América está solitaria, y hay un chillar de gaviotas.
Extraño es haber nacido en América.
Extraño vivir en lo alto del mundo, mirados
por el desnudo sol y por las estrellas, corno suelen vivir nuestros huesos.

En los viejos países los hombres tenían su hogar junto al río.
Levantaban ciudades en los valles, les daba cobijo la tierra.
Nosotros habitamos el mundo por vez primera. Vivimos
en lo que es tierra a medias, en la abierta curva de un continente.
Al mar separa el mar la caída del día. La aurora,
muchas horas bajo el Este, cabalga junto a nosotros:
primero están los cabos, y luego las playas; ahora
los Apalaches de azul desvaído, en el día que nace;
los sauces tienen escalofríos de luz en el largo Ohio;
los Lagos esparcen el resplandor bajo el sol; las praderas
se deslizan allende la sombra; en el remolino del límpido aire
sube el humo en Wyoming, de altas llanuras;
se yerguen las Sierras abruptas; la espuma batida
llamea al paso del viento en el lejano Pacífico.
Ya el mediodía se inclina hacia los riscos del Este;
ensombrecen los olmos la puerta y las lilas cubiertas de polvo.

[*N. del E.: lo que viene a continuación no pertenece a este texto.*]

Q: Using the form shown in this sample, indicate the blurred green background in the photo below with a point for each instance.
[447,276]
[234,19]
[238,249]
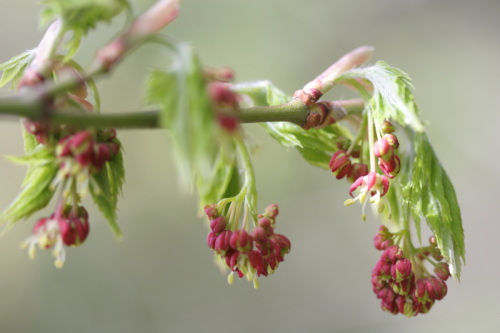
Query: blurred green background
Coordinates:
[160,278]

Es extraño dormir a la luz de desnudas estrellas, morirse
en un abierto país, donde pocos están enterrados
(de la tierra nueva ya nunca regresara los muertos).
Es extraño, al nacer, no tener ni raza ni pueblo.
En los viejos países van muchos unidos. Conservan
el sabio pasado, palabras que juntos pronuncian.
A los muertos recuerdan: sus manos, mudas las bocas.
Con dos palabras respuestas se dan, si se encuentran.
Viven juntos en casas pequeñas. El mismo
plato consumen, y tienen los mismos proverbios, la misma bebida.
Su juventud se parece, y son, en su amor, semejantes.
Son muchos hombres. Hay otros siempre a su lado.
Aquí va un solo hombre, y otro más allá, y esparcido
por los cerros, que ya se ensombrecen, el humo al surgir de las casas.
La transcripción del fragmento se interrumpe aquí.